Google’s newest Gemini Omni model can turn real videos into surreal fever dreams

TL;DR

Google is introducing Gemini Omni, a new multimodal model to generate videos.
Omni builds upon Veo and creates videos using text, audio, stills, and even actual videos.
In addition to the Gemini app, Omni will be available through Flow for paying Gemini users.
You can also use it for free to create Remixes using YouTube Shorts.

Video generation has been one of the most compelling creative uses of AI. Among the platforms that have helped fuel the phenomenon is Google’s Veo, especially Gen 3, which has proven incredibly powerful at creating entire scenes with consistent elements and nearly perfect lip-syncs. While Veo 3 (and newer 3.1) has been limited to creating purely AI-generated videos with text and audio, Google is introducing a new model at Google I/O 2026 that goes a step further by letting you modify real-life footage into spectacular clips.

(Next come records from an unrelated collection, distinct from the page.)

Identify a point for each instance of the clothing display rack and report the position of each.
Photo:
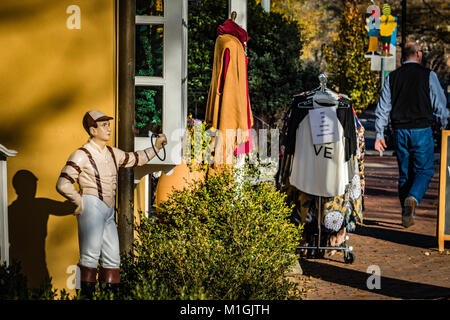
(322, 98)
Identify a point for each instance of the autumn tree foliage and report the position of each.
(349, 71)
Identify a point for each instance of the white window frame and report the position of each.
(173, 80)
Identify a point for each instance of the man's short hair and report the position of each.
(411, 48)
(91, 118)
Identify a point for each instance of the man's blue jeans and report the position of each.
(415, 157)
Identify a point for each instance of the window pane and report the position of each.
(149, 50)
(150, 7)
(148, 110)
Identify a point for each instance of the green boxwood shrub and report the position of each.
(215, 240)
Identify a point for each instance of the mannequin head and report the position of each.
(101, 132)
(96, 124)
(413, 52)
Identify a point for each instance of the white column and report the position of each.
(240, 6)
(4, 242)
(266, 5)
(4, 239)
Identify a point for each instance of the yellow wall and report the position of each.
(50, 76)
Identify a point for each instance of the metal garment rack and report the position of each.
(349, 256)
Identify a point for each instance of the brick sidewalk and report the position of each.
(410, 263)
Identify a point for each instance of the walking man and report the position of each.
(410, 95)
(95, 166)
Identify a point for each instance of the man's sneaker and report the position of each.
(407, 216)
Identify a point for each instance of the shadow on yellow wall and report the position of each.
(28, 217)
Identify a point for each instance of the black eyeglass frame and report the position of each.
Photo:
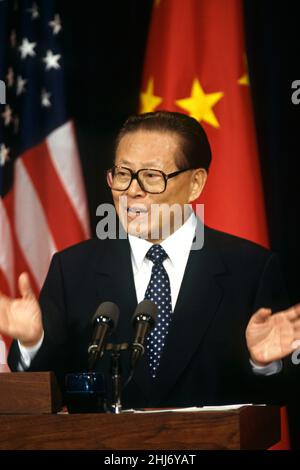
(135, 176)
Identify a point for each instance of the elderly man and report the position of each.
(217, 339)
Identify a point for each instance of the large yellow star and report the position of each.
(244, 80)
(199, 105)
(148, 100)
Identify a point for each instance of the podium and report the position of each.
(43, 428)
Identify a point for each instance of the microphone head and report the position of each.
(108, 310)
(147, 308)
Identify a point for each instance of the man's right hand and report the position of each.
(21, 318)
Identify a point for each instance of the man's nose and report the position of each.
(135, 189)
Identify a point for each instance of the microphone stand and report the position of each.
(116, 374)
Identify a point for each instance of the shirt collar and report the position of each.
(183, 237)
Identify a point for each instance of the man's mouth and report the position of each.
(136, 211)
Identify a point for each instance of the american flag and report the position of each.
(42, 199)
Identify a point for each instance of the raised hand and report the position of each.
(272, 337)
(21, 318)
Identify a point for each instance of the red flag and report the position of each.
(42, 198)
(196, 64)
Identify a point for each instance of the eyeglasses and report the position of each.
(151, 181)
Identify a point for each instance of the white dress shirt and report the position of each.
(177, 246)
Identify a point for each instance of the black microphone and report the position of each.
(104, 322)
(143, 321)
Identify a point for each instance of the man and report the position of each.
(209, 347)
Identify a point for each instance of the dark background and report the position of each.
(104, 49)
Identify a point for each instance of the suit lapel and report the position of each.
(197, 304)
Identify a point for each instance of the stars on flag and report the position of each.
(26, 48)
(200, 105)
(10, 77)
(45, 98)
(13, 38)
(4, 154)
(55, 24)
(148, 100)
(51, 60)
(34, 11)
(7, 115)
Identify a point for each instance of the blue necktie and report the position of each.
(159, 292)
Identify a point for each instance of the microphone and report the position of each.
(104, 321)
(143, 320)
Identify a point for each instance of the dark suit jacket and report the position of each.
(205, 359)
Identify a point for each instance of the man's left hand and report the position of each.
(272, 337)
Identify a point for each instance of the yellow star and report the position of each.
(148, 100)
(244, 80)
(199, 105)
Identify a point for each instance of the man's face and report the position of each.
(153, 150)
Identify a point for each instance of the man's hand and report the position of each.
(21, 318)
(272, 337)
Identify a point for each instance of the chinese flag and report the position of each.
(196, 64)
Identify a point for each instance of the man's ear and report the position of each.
(197, 184)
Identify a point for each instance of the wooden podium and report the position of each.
(249, 427)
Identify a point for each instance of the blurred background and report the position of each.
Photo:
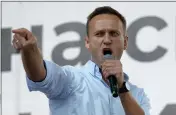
(150, 60)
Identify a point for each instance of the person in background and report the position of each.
(85, 90)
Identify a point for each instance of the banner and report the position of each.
(60, 28)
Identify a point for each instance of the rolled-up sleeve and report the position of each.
(144, 102)
(59, 81)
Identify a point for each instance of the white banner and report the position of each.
(150, 60)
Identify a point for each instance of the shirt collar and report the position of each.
(95, 71)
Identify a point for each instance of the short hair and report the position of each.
(105, 10)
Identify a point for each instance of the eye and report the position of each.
(114, 33)
(99, 34)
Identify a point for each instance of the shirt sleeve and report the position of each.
(59, 81)
(144, 101)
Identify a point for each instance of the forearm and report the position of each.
(130, 105)
(33, 63)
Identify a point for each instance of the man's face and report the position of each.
(106, 34)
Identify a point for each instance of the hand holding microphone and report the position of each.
(112, 72)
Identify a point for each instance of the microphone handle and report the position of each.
(113, 86)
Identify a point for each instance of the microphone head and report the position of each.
(107, 56)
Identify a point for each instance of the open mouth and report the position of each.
(107, 51)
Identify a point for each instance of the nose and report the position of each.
(107, 40)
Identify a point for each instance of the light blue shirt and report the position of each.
(82, 91)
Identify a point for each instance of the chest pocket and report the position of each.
(116, 106)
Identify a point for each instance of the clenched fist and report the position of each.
(23, 39)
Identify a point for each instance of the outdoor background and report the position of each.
(150, 60)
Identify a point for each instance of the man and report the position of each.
(85, 90)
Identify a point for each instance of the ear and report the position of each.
(125, 42)
(87, 42)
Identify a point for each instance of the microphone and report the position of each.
(112, 79)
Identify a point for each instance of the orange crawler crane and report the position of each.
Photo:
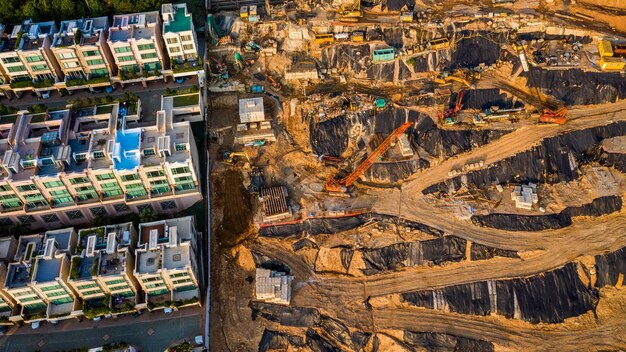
(553, 116)
(340, 186)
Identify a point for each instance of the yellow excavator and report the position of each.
(239, 159)
(351, 10)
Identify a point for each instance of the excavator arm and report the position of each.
(334, 185)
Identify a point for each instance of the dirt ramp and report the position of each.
(279, 341)
(473, 51)
(577, 87)
(548, 298)
(515, 222)
(445, 143)
(556, 159)
(609, 267)
(437, 342)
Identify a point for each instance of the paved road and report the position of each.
(149, 332)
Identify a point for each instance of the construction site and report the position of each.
(408, 175)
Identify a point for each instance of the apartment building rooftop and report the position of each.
(177, 19)
(82, 31)
(8, 246)
(169, 231)
(126, 153)
(40, 138)
(149, 262)
(36, 35)
(9, 37)
(63, 238)
(176, 257)
(18, 275)
(28, 247)
(47, 268)
(112, 263)
(136, 25)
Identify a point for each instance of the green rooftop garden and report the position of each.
(104, 109)
(186, 100)
(180, 23)
(7, 118)
(21, 84)
(83, 82)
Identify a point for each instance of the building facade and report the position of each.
(135, 41)
(166, 265)
(81, 49)
(179, 35)
(66, 168)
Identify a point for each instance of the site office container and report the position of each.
(357, 36)
(380, 55)
(611, 63)
(439, 43)
(322, 38)
(619, 50)
(605, 48)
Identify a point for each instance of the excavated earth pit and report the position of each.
(577, 87)
(556, 159)
(332, 137)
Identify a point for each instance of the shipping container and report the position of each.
(324, 38)
(611, 63)
(439, 43)
(605, 48)
(380, 55)
(619, 50)
(357, 36)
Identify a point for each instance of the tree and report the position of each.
(146, 215)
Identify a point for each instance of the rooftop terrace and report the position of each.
(126, 154)
(181, 21)
(18, 275)
(47, 269)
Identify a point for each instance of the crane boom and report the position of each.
(334, 185)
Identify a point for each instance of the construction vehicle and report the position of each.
(407, 17)
(547, 114)
(274, 83)
(334, 185)
(239, 159)
(257, 89)
(357, 36)
(448, 79)
(243, 12)
(251, 46)
(448, 116)
(323, 38)
(439, 43)
(351, 10)
(329, 160)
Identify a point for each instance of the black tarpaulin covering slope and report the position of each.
(609, 266)
(334, 225)
(577, 87)
(550, 297)
(549, 162)
(484, 99)
(473, 51)
(439, 342)
(445, 143)
(276, 340)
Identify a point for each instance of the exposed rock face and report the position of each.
(550, 298)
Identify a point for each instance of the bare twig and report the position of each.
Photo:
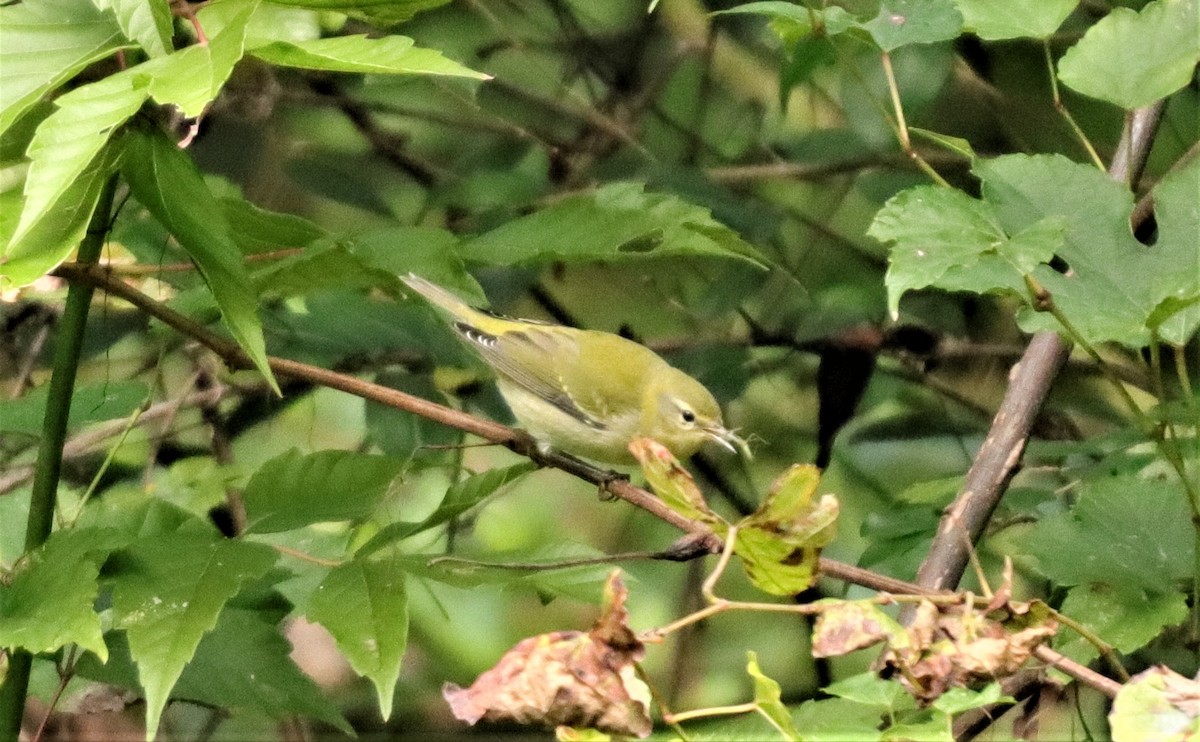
(994, 466)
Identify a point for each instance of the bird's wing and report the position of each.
(534, 359)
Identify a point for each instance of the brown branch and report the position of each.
(514, 440)
(502, 435)
(994, 466)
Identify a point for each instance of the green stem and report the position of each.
(901, 125)
(1066, 114)
(49, 455)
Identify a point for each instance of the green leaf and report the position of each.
(167, 183)
(957, 699)
(870, 689)
(1014, 18)
(101, 401)
(1126, 617)
(321, 267)
(49, 600)
(43, 43)
(244, 663)
(616, 220)
(258, 229)
(768, 696)
(779, 544)
(900, 23)
(1133, 59)
(147, 22)
(167, 593)
(946, 238)
(295, 490)
(838, 720)
(191, 78)
(1179, 226)
(53, 237)
(397, 11)
(1156, 706)
(385, 55)
(672, 483)
(1122, 513)
(364, 604)
(952, 144)
(72, 137)
(1116, 282)
(459, 498)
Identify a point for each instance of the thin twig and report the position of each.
(1001, 452)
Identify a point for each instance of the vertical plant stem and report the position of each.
(49, 454)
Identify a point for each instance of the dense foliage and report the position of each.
(849, 220)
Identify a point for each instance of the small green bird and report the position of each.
(585, 392)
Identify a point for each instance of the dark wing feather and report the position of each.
(533, 360)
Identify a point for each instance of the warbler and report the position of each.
(585, 392)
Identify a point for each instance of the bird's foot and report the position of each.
(606, 480)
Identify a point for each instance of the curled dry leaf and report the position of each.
(780, 543)
(943, 646)
(1158, 705)
(570, 678)
(957, 646)
(672, 483)
(849, 626)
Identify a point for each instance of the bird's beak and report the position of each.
(729, 440)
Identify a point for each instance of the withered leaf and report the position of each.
(570, 678)
(853, 624)
(672, 483)
(780, 544)
(957, 646)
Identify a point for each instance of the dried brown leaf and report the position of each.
(567, 678)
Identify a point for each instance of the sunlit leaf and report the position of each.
(169, 185)
(945, 238)
(900, 23)
(59, 231)
(1133, 59)
(616, 220)
(167, 593)
(49, 599)
(1014, 18)
(671, 482)
(780, 544)
(70, 139)
(1158, 705)
(147, 22)
(192, 77)
(768, 696)
(46, 42)
(364, 604)
(459, 498)
(295, 490)
(385, 55)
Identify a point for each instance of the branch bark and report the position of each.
(994, 466)
(515, 440)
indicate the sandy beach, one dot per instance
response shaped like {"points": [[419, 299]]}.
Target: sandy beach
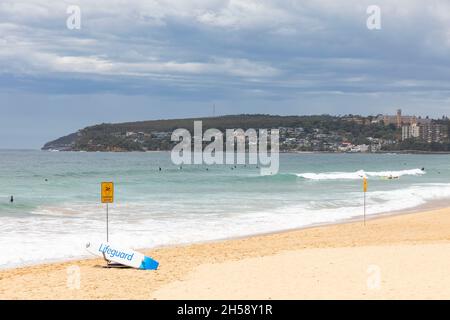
{"points": [[393, 257]]}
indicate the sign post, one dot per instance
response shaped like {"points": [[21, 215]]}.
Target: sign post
{"points": [[364, 191], [107, 192]]}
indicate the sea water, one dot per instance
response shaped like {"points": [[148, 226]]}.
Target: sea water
{"points": [[57, 205]]}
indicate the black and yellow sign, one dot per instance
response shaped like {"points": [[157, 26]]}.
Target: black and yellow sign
{"points": [[107, 192]]}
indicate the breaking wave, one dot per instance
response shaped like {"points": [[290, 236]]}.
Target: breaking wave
{"points": [[360, 174]]}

Gemini Omni is Google’s new class of multimodal models that can reform actual footage into something that would probably only exist in your head if it weren’t for AI. It’s arriving first in the form of Omni Flash, which, Google says, can combine multiple forms of input — text, audio, statics, and video — to generate something radically different in any of these formats. However, it’s starting with video, where users will be able to create videos as wild as their wildest fever dreams, while ensuring character consistency across multiple frames.